T-Mobile US continued to fight back against allegations made this week by the Federal Trade Commission that the carrier had profited by providing billing services for what turned out to be fraudulent premium messaging services.
In a blog post, T-Mobile US CEO John Legere hinted that the FTC’s actions were prompted by lobbying efforts from the carrier’s rivals and that monetary claims made by the FTC were “incredibly overstated.”
“On Tuesday of this week, we all got to see Washington politics and the big carrier lobbyists at their best,” Legere started. “While I love our democracy, I hate the way D.C. works some times, and I just could not sit still and let them get away with it.”
Legere went on to claim that the FTC “did a great job sensationalizing their story and their news at the expense of both T-Mobile’s reputation and mine,” and that he could not sit aside and not respond.
“My frontline employees are upset about it and so am I,” Legere added. “I considered leaving it alone, but I have to set the record straight.”

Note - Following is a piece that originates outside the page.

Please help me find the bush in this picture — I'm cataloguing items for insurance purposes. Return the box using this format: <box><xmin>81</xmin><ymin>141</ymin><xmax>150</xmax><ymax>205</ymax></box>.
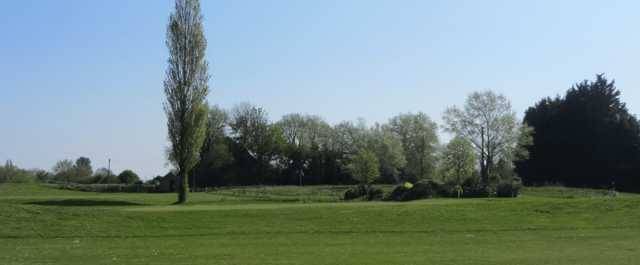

Legere explained that indeed, T-Mobile US between 2009 and last year did provide billing services for premium messaging companies, a practice known as billing on behalf of and one done by a number of operators looking to profit from the rise in over-the-top services. Legere noted that those premium messaging companies were the ones responsible for gaining approval from T-Mobile US’ customers in order to bill for the services, which is where the fraudulent controversy comes in.
“As we all know now, there were some fraudsters in that bunch,” Legere explained. “That is why, as we found them, we terminated them and, ultimately, made the decision in November 2013, as did all four of the wireless companies, to eliminate this from our service offerings.”
T-Mobile US announced last month that it would begin reaching out to customers that may have been incorrectly charged for third-party, premium messaging services that the carrier used to allow access to through its billing platform.
The FTC claimed that some of the premium messaging services had refund rates as high as 40%, which should have been “an obvious sign to T-Mobile that the charges were never authorized by its customers,” and that internal documents showed such the carrier had received a “high number of consumer complaints at least as early as 2012.”
The FTC claims the complexity of wireless billing was also alleged to have helped T-Mobile US cover up the charges, with the FTC noting:
“When consumers viewed a summary of their T-Mobile bill online … it did not show consumers that they were being charged by a third party, or that the charge was part of a recurring subscription. The heading under which the charges would be listed, ‘Premium Services,’ could only be seen after clicking on a separate heading called ‘Use Charges.’ Even after clicking, though, consumers still could not see the individual charges.”
More damaging for T-Mobile US, the FTC said that once notified by customers about the fraudulent charges, T-Mobile US “in many cases failed to provide consumers with full refunds. Indeed, the FTC charged that T-Mobile refused refunds to some customers, offering only partial refunds of two months’ worth of the charges to others, and in other cases instructed consumers to seek refunds directly from the scammers – without providing accurate contact information to do so.”
In addition, the FTC said that in some cases T-Mobile US claimed consumers had authorized the charges despite not having proof of such authorization.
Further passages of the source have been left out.